Gebleken is dat deze vormen van zorg, die niet zijn opgenomen in de zorgmachtiging, ook na verloop van drie dagen moeten worden voortgezet.
Betrokkene verzet zich tegen deze aanvullende vormen van verplichte zorg.
Met de behandelaar is de rechtbank van oordeel dat de benodigde zorg – gelet op de structurele, veelomvattende en indringende aard daarvan – niet onder de noemer ‘basale zorg in medische noodsituaties’ zonder zorgmachtiging verleend kan blijven worden.
Gebleken is aldus dat er geen minder bezwarende alternatieven zijn die hetzelfde effect kunnen hebben als met het verzoek wordt beoogd. De voorgestelde gewijzigde verplichte zorg is evenredig en naar verwachting effectief en veilig. Uit de stukken blijkt dat bij het bepalen van deze zorg rekening is gehouden met de voorwaarden die noodzakelijk zijn om deelname van betrokkene aan het maatschappelijk leven te bevorderen, alsmede met de veiligheid van betrokkene.
Gelet op het voorgaande is met de voorgestelde wijziging voldaan aan de criteria voor en doelen van verplichte zorg als bedoeld in de Wvggz.
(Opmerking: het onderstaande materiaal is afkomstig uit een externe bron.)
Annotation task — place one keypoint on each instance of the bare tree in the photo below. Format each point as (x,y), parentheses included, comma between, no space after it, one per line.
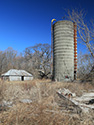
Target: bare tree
(85,30)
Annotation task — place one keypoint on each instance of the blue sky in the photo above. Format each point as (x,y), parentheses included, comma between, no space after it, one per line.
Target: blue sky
(24,23)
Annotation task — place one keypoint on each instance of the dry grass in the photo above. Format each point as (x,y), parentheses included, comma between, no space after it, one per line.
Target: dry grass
(44,109)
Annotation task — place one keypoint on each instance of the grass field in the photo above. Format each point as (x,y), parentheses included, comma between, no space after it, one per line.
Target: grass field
(45,107)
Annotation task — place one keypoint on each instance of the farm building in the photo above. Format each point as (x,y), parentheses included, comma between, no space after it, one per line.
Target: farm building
(17,75)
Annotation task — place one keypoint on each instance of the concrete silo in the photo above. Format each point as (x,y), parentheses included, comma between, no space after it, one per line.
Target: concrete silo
(64,37)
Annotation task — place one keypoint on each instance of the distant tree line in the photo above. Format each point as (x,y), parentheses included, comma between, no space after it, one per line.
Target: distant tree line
(35,60)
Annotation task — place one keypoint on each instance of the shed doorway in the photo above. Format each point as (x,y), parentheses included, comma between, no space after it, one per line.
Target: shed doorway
(22,78)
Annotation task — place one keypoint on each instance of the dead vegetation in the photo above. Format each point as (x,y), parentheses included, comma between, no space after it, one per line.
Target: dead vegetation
(46,107)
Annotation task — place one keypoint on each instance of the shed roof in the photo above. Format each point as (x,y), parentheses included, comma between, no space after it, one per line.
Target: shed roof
(15,72)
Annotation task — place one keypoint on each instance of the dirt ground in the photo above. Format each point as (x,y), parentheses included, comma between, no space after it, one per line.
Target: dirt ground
(36,102)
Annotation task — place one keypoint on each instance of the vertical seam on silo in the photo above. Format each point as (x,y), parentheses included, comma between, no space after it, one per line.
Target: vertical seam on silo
(75,50)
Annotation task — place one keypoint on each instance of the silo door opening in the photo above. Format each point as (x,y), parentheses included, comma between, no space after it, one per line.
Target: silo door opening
(22,78)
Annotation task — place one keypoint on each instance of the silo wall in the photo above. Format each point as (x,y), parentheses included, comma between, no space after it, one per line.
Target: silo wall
(63,51)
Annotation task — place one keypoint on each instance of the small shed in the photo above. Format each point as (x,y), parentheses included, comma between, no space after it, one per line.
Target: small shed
(17,75)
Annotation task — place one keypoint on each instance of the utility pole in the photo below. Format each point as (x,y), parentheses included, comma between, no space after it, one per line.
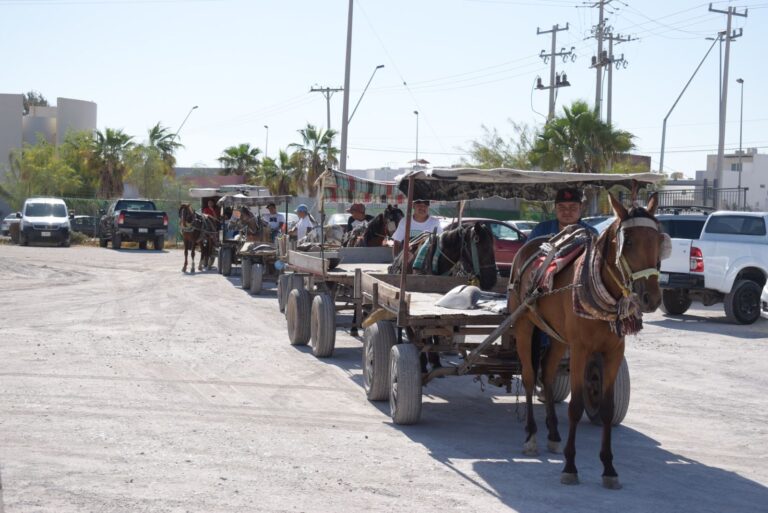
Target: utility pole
(345,110)
(555,80)
(620,62)
(327,92)
(601,59)
(729,36)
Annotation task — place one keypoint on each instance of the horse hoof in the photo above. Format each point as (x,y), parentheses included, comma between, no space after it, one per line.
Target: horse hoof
(530,448)
(569,479)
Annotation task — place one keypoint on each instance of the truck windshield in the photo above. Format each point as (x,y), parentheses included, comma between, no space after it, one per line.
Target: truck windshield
(45,210)
(135,205)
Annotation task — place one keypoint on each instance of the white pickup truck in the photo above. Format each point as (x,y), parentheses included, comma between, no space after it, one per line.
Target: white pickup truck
(728,264)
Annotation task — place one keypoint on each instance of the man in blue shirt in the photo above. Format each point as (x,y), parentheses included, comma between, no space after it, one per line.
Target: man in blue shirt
(567,212)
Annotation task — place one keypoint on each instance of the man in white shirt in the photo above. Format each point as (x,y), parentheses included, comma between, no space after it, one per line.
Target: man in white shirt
(304,224)
(421,222)
(275,220)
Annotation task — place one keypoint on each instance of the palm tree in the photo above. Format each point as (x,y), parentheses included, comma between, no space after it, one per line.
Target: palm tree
(282,175)
(110,149)
(240,160)
(164,141)
(315,153)
(579,141)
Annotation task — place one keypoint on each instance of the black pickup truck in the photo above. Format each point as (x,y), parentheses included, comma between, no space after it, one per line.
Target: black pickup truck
(133,220)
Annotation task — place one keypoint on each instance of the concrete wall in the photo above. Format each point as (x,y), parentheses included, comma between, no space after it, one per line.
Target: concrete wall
(74,115)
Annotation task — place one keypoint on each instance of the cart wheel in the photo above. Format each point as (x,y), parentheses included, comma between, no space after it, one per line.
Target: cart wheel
(405,388)
(282,285)
(297,312)
(378,340)
(245,278)
(256,278)
(226,261)
(323,328)
(593,383)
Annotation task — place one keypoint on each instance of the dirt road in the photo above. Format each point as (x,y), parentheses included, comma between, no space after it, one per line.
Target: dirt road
(129,386)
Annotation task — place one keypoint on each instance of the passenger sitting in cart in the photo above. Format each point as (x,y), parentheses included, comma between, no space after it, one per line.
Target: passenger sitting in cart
(357,217)
(275,219)
(304,224)
(421,222)
(568,206)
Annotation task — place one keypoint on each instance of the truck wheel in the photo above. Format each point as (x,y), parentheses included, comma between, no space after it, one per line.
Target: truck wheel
(245,274)
(405,384)
(323,325)
(593,384)
(742,304)
(378,340)
(674,301)
(257,278)
(297,312)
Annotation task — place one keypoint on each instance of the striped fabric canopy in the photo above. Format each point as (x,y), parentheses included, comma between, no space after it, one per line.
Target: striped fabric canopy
(338,187)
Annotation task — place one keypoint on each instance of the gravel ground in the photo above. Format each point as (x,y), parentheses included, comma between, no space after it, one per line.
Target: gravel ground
(129,386)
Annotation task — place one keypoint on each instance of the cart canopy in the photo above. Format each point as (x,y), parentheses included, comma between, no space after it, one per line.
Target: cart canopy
(251,201)
(455,184)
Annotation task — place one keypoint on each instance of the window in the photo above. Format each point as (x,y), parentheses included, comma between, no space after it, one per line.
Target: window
(737,225)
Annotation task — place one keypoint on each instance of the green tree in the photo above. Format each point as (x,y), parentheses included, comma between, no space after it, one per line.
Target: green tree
(241,160)
(36,170)
(579,141)
(110,150)
(493,151)
(33,98)
(315,153)
(283,175)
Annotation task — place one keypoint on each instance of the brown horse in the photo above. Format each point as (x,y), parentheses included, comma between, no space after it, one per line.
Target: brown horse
(256,228)
(618,272)
(197,229)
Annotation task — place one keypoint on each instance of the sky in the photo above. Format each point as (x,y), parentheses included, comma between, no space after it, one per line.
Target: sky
(462,64)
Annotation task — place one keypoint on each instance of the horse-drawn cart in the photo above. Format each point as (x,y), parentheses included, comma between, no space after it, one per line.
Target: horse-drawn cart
(405,324)
(254,248)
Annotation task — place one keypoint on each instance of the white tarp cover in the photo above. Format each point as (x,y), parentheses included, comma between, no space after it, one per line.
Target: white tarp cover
(454,184)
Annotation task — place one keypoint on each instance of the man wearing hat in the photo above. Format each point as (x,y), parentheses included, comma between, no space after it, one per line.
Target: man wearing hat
(274,219)
(421,222)
(567,212)
(357,217)
(304,224)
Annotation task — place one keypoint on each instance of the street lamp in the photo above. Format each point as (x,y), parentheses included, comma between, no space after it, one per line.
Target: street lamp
(417,138)
(182,123)
(266,143)
(377,68)
(741,125)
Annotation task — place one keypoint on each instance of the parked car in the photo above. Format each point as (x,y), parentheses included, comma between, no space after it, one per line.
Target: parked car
(133,220)
(87,225)
(507,240)
(764,301)
(727,263)
(524,226)
(5,226)
(44,220)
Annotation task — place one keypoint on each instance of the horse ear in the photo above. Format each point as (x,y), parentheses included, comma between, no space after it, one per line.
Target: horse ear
(653,203)
(618,208)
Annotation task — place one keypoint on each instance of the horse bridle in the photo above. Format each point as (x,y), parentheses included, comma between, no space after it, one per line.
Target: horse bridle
(627,276)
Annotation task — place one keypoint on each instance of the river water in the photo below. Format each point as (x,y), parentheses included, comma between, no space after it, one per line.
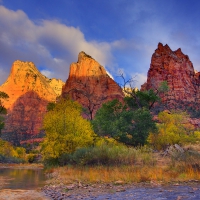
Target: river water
(28,179)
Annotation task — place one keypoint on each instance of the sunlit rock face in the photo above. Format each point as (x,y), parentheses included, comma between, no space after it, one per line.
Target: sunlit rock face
(29,93)
(89,83)
(177,69)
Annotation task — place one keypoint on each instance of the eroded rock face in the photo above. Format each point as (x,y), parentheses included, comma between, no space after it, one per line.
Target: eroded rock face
(90,85)
(177,69)
(29,93)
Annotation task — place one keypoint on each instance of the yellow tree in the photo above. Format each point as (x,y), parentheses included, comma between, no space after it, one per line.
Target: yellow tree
(65,130)
(172,128)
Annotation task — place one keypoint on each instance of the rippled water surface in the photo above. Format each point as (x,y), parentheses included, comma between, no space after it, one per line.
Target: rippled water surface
(22,178)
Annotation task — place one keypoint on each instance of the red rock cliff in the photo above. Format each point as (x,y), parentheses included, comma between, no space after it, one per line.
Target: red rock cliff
(90,85)
(177,69)
(29,93)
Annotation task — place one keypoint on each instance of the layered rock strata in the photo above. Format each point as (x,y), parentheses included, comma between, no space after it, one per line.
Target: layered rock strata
(90,85)
(177,69)
(29,93)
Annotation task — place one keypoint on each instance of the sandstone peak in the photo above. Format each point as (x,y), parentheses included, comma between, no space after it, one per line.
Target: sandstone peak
(29,93)
(24,77)
(86,66)
(176,68)
(89,84)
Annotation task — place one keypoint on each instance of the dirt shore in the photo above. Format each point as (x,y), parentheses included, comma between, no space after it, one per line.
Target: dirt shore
(6,194)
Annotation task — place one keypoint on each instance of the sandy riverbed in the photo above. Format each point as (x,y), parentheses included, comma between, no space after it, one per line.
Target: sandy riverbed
(6,194)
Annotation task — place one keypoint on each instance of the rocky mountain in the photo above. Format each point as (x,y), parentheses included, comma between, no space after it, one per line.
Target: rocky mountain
(176,68)
(29,93)
(90,84)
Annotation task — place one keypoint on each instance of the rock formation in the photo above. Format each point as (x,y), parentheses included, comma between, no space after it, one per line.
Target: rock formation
(29,93)
(90,85)
(177,69)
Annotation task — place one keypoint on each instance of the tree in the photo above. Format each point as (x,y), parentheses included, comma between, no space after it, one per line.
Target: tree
(173,128)
(65,130)
(117,120)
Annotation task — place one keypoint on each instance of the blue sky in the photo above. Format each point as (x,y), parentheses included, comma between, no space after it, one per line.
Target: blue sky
(119,34)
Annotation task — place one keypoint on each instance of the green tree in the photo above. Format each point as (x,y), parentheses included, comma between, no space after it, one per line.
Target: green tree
(173,128)
(129,126)
(65,130)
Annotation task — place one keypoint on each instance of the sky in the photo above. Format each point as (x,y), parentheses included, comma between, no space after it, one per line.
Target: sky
(121,35)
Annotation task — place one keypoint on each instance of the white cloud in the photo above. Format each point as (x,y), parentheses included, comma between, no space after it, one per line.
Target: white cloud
(46,43)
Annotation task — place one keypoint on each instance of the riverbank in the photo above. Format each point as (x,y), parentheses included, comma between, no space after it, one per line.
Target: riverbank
(22,195)
(119,190)
(21,166)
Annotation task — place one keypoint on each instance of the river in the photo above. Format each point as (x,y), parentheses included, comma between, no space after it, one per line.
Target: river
(28,179)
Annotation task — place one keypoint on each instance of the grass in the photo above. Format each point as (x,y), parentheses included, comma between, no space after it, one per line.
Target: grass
(144,167)
(126,174)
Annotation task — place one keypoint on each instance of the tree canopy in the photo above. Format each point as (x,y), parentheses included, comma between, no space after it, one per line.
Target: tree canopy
(65,130)
(117,120)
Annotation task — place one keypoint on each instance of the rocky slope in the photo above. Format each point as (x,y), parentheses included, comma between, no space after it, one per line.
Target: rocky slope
(90,85)
(177,69)
(29,93)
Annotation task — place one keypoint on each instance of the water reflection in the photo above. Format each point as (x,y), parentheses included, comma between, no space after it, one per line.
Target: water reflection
(22,178)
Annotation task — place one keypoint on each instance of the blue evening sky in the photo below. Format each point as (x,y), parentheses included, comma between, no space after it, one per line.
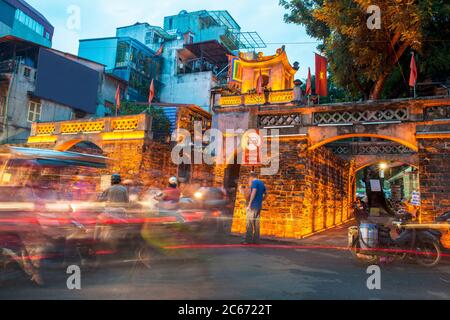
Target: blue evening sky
(99,18)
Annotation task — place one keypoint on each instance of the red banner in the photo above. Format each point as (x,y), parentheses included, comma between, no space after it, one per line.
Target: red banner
(321,76)
(251,147)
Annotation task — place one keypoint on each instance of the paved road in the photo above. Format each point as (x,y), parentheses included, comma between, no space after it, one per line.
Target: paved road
(246,273)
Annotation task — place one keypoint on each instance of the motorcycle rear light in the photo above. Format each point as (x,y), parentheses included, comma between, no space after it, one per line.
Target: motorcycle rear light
(193,216)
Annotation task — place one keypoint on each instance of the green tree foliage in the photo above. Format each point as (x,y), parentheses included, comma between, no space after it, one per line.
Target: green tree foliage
(365,61)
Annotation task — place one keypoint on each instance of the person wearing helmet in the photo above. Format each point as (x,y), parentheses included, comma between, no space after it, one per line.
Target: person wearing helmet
(170,196)
(117,193)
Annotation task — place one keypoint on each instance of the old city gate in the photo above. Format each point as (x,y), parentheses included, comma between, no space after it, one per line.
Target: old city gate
(315,184)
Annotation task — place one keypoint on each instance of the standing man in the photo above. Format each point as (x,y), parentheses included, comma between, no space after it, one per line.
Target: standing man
(254,206)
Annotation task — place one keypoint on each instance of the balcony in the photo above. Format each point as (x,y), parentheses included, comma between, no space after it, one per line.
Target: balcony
(250,99)
(7,66)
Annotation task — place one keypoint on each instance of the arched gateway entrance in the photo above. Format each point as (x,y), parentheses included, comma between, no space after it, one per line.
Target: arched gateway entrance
(324,148)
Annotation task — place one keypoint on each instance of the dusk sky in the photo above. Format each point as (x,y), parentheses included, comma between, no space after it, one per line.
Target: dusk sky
(99,18)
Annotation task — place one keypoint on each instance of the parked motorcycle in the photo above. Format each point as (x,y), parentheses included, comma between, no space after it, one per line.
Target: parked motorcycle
(369,242)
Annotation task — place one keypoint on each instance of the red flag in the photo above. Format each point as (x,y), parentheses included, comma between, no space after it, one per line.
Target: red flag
(259,89)
(321,76)
(413,73)
(308,84)
(117,98)
(151,93)
(160,50)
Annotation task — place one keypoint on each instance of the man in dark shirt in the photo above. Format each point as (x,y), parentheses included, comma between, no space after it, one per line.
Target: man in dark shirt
(117,193)
(257,194)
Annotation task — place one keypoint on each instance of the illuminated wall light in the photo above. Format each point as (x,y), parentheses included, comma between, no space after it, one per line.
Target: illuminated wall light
(123,135)
(42,139)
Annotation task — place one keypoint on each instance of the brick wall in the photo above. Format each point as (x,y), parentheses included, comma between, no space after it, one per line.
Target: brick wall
(434,155)
(310,193)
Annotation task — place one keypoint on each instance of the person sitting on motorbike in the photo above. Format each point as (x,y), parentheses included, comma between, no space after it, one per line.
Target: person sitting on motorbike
(360,210)
(117,193)
(169,197)
(116,198)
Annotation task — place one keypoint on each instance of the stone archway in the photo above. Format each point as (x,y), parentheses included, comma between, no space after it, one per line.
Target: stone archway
(81,146)
(317,142)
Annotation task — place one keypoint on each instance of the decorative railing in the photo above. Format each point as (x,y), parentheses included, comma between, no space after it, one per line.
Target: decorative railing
(342,117)
(128,127)
(273,97)
(281,96)
(371,148)
(281,120)
(45,129)
(82,127)
(128,124)
(437,113)
(254,99)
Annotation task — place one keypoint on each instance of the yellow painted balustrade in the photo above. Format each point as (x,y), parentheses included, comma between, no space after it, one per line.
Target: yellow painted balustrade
(230,100)
(45,129)
(82,127)
(281,96)
(127,124)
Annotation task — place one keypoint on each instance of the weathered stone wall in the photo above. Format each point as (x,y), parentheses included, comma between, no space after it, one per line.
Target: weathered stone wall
(434,177)
(310,193)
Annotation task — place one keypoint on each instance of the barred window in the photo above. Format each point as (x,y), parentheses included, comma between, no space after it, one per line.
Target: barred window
(2,106)
(34,111)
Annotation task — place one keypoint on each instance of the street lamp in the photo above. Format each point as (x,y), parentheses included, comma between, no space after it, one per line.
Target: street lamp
(383,166)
Het verzoek zal dan ook worden toegewezen voor de duur van de verleende zorgmachtiging, aldus dat de vormen van verplichte zorg worden uitgebreid met:
- verrichten medische controles;
- andere medische handelingen en therapeutische maatregelen;
- beperken van de bewegingsvrijheid.

Beslissing

De rechtbank:
wijzigt de op 16 november 2020 verleende zorgmachtiging ten aanzien van:

[de man]

geboren op [geboortedag] 1930 te [geboorteplaats] ,
inhoudende dat bij wijze van verplichte zorg de volgende maatregelen kunnen worden getroffen:
- verrichten medische controles;
- andere medische handelingen en therapeutische maatregelen;
- beperken van de bewegingsvrijheid;
bepaalt dat deze machtiging geldt tot en met 16 mei 2021.
Deze beschikking is gegeven door mr. J.T.W. van Ravenstein, rechter, bijgestaan door mr. M. Nijhuis als griffier, en uitgesproken ter openbare zitting van 22 maart 2021.
De schriftelijke uitwerking van deze beschikking is vastgesteld op 6 april 2021.
Tegen deze beschikking staat het rechtsmiddel van cassatie open.